Kaliopy admits that there is a story behind each painting, but instead of explaining it for the viewer, she prefers to allow people have their own perception sing true to them, she wants the viewer to analyse her artwork and try to find out why she may have created each piece. But having your heart literally on your sleeve through artwork, you have to wonder how exposing it is for the artist and whether or not she feels vulnerable?
"It's not as daunting as I thought," she admits.
"At the start I thought it was but I do it because I wanted to be an entertainer when I was younger, so I want to entertain on canvass and sometimes you have to bring in raw emotions - trauma, joy, your own experiences - to be able to do that and that may evoke other emotions in some people. They may like it they might not, they might be offended, but that's art. And that's entertainment."

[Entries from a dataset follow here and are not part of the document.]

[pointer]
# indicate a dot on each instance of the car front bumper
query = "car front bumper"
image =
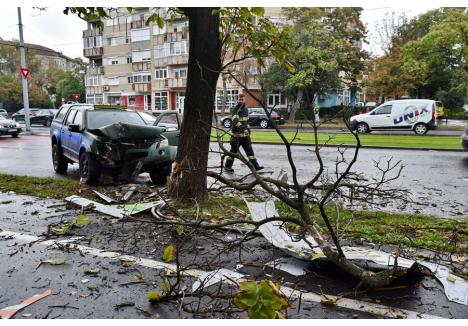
(9, 131)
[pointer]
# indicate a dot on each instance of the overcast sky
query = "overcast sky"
(63, 33)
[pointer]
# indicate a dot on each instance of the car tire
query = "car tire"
(90, 169)
(227, 123)
(362, 128)
(58, 160)
(420, 129)
(264, 124)
(159, 176)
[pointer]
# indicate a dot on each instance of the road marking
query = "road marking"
(352, 304)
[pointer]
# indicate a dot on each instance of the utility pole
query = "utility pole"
(23, 79)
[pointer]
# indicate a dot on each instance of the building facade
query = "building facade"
(145, 67)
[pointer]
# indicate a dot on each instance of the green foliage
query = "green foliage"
(168, 254)
(261, 300)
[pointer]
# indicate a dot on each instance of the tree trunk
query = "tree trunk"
(297, 104)
(188, 179)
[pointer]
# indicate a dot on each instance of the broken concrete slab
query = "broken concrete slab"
(455, 287)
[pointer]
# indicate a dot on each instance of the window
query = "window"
(387, 109)
(160, 100)
(159, 31)
(161, 73)
(180, 73)
(139, 56)
(139, 35)
(277, 99)
(231, 98)
(113, 61)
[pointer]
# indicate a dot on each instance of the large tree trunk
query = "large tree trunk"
(188, 179)
(297, 104)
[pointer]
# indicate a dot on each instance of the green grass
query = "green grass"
(39, 187)
(405, 141)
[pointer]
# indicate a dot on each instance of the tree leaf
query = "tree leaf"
(168, 254)
(82, 220)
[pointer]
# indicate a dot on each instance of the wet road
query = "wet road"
(438, 180)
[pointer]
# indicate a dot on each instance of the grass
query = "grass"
(378, 227)
(404, 141)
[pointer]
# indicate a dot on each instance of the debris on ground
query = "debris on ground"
(456, 288)
(8, 312)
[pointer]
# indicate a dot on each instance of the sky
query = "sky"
(53, 29)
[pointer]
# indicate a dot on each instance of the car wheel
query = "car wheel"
(58, 160)
(264, 124)
(420, 129)
(362, 128)
(159, 176)
(227, 123)
(90, 170)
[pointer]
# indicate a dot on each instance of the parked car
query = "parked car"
(117, 141)
(9, 127)
(440, 110)
(417, 115)
(257, 117)
(465, 137)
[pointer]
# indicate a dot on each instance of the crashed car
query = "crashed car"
(105, 139)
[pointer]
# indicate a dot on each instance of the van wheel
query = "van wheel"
(58, 160)
(420, 129)
(90, 170)
(362, 128)
(159, 175)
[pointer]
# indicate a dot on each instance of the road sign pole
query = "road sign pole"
(24, 80)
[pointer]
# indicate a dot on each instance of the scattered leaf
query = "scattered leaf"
(153, 296)
(168, 254)
(54, 261)
(82, 220)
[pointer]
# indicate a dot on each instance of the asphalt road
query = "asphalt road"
(437, 180)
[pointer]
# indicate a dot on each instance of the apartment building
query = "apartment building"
(145, 67)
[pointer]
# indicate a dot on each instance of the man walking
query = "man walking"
(241, 136)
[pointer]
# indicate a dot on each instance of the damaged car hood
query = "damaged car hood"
(121, 130)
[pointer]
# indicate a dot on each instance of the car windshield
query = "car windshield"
(101, 118)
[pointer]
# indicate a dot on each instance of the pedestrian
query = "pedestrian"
(241, 135)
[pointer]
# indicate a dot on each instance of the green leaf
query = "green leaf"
(168, 254)
(54, 261)
(260, 300)
(166, 286)
(92, 270)
(153, 296)
(82, 220)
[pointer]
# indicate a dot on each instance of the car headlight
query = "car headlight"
(164, 142)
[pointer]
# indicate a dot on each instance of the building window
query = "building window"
(180, 73)
(276, 100)
(161, 73)
(160, 100)
(232, 96)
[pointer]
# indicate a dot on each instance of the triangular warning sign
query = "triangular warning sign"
(25, 72)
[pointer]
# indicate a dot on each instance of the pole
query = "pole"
(24, 80)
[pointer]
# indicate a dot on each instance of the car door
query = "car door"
(381, 117)
(74, 138)
(172, 122)
(65, 133)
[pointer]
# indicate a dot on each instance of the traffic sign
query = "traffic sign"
(25, 72)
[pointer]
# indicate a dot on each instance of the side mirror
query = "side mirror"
(74, 128)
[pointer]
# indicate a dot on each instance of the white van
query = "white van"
(417, 115)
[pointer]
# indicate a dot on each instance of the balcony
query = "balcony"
(141, 87)
(93, 52)
(92, 32)
(95, 70)
(141, 66)
(170, 83)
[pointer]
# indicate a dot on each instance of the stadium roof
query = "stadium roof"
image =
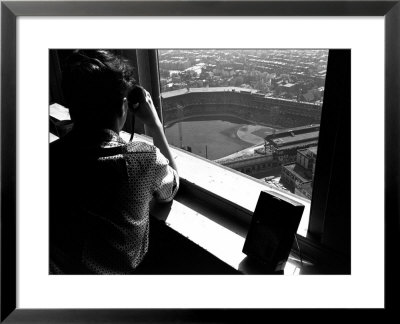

Kaliopy is not one to have labels on her artwork and prefers to stick with modern contemporary artist to describe her style, but says her style is always constantly changing, from abstract figurative work to work embracing feminism and sexuality to the current collection of quirky abstract almost art deco style pieces. By keeping away from rigid labels, Kaliopy is able to explore different ways with her craft and different styles.
When asked if she's ever explored her Hellenism through her art, she says she did once, subconsciously. As a child, Kaliopy said she was fascinated by the Greek coffee cups that would depict scenes of Ancient Greek men and women. She remembers in one of her first collections - as she was being reviewed - many commented on the fact that she used ancient Greek shapes and colours in her art, something that she didn't consciously do. That is something that has fascinated her to no end: the way your subconscious can allow you to create, and what it is able to create if you just let it.
"I usually paint through mood, feeling and imagination so it will process as a picture in my mind first and because there are metaphors involved, the artwork comes out in so many different layers - I am not painting just one feeling," she says.
She adds that she combines fantasy into her artwork as a way to escape reality. She allows her imagination to run off with the artwork, to create a visual escapism for everyone.
And now, Kaliopy is exhibiting her work in a curated exhibition entitled Three Men and a Red Head, with three other internationally renowned artists. Her work will stand alongside that of artists: Otto Boron, Thomas Delohery and Patrick Jennings Brady in a month-long event.